Show HN: Hack – Hacker News iOS client with swipe to upvote, favorite, reply - busymom0
http://itunes.apple.com/app/id1464477788
======
busymom0
OP developer here. I had shared it before but it lacked many features which HN
community requested. So I have been working on adding them in for the last
month.

Features which make my app stand out to other clients and hacker news on
browser -

\- Swipe on a post or comment to upvote or favorite.

\- Reply/Edit to comments and posts from the app.

\- Submit new posts

\- Dark theme - both pure black as well as light gray. It is free on a per
session basis. If the app is relaunched, it will default to light theme.

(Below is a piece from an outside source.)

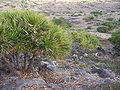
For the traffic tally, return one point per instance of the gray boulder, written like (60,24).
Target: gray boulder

You
can purchase a small one time in app purchase to unlock it permanently.

\- 10 font choices and many color themes, full customization of font sizes and
padding

\- iPad support with Split View

\- Landscape and Portrait support

\- Chronological view similar to [https://hckrnews.com](https://hckrnews.com)

\- All known hacker news endpoints - News, front page, Ask HN, Show HN, Show
HN Newest, classic, active, best stories, best comments, new stories, new
comments, noob stories, noob comments, jobs, over 100-500 points

\- Ability to block posts with keywords, domains, username

\- Powerful Search powered by Algolia API. You can sort search by adding
"@date". Search for stories only by adding "#story", comments by adding
"#comments". Search for a story by a particular user by adding
"#story,author_username" etc

\- Beautiful UI (I understand my opinion is biased though).

\- No ads, No subscriptions.

Many other features which I would let the app speak for itself.

I am available here for any questions and feedback to make the app better!